The Client must pay $(Rate.Amount) per kW/MW received to the Power Provider by the 1st of each month. If the Power Provider does not receive the payment by the 5th or by (Number) days after the due date, then the Power Provider may charge an additional late fee of $(Late.Fee).
The Power Provider understands that they are responsible for sending monthly invoices featuring detailed breakdowns, calculations, and highlights of the owed amount. The Power Provider must generate a special invoice that breaks down all the owed amounts and payment delay details in the case of default.

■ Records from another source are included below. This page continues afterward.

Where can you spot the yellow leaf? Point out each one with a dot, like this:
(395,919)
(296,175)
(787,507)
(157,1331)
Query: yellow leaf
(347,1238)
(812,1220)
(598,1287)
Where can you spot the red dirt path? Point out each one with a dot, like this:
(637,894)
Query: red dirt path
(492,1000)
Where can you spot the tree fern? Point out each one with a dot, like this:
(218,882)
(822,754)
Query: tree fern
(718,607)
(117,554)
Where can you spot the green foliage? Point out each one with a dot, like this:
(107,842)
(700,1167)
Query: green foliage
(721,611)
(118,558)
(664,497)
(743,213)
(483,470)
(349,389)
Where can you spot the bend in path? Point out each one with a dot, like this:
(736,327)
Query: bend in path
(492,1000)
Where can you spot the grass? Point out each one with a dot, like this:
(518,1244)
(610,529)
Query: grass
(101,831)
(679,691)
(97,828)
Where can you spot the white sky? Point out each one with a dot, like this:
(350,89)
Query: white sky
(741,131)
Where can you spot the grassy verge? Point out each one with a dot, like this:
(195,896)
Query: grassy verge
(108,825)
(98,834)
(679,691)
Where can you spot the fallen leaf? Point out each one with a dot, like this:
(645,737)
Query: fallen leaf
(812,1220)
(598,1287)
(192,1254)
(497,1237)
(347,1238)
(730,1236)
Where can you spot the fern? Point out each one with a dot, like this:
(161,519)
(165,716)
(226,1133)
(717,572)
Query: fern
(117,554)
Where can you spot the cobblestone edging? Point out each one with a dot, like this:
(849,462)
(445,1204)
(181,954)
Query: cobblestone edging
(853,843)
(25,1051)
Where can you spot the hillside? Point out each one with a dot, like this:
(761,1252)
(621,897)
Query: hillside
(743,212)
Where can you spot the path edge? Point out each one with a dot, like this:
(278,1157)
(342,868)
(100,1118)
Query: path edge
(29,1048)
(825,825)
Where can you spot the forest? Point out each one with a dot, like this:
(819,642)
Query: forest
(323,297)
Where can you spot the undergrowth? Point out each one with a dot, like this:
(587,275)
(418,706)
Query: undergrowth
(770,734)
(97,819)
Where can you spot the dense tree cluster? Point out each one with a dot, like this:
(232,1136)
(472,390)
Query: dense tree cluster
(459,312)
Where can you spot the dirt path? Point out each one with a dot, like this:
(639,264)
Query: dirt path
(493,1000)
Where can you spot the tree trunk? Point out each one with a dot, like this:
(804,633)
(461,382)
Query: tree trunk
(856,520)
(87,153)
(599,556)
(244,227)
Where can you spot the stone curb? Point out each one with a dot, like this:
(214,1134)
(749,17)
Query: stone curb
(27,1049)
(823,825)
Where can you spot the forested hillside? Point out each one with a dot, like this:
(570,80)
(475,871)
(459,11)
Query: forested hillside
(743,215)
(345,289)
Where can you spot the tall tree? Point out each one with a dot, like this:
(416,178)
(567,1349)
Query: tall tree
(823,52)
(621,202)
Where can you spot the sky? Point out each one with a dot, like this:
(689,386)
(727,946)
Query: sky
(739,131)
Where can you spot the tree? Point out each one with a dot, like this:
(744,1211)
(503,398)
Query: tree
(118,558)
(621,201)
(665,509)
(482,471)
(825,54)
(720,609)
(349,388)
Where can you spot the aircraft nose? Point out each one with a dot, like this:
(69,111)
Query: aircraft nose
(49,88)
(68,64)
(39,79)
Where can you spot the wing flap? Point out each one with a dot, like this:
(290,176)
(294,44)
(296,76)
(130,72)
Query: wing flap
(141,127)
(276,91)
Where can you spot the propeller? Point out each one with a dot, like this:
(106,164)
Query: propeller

Payments must be made in United States Dollars (USD) using (Payment.Method1) or (Payment.Method2). Should the Client mail the payment as a check, they must ensure it reaches the Power Provider before or on the 1st of each month to avoid late fees.
The Power Provider owns the Wind Energy Equipment and is responsible for performing bi-annual/annual maintenance on the Wind Energy Equipment. These maintenance checks include but are not limited to cleaning the wind turbines, checking wires and connections, etc.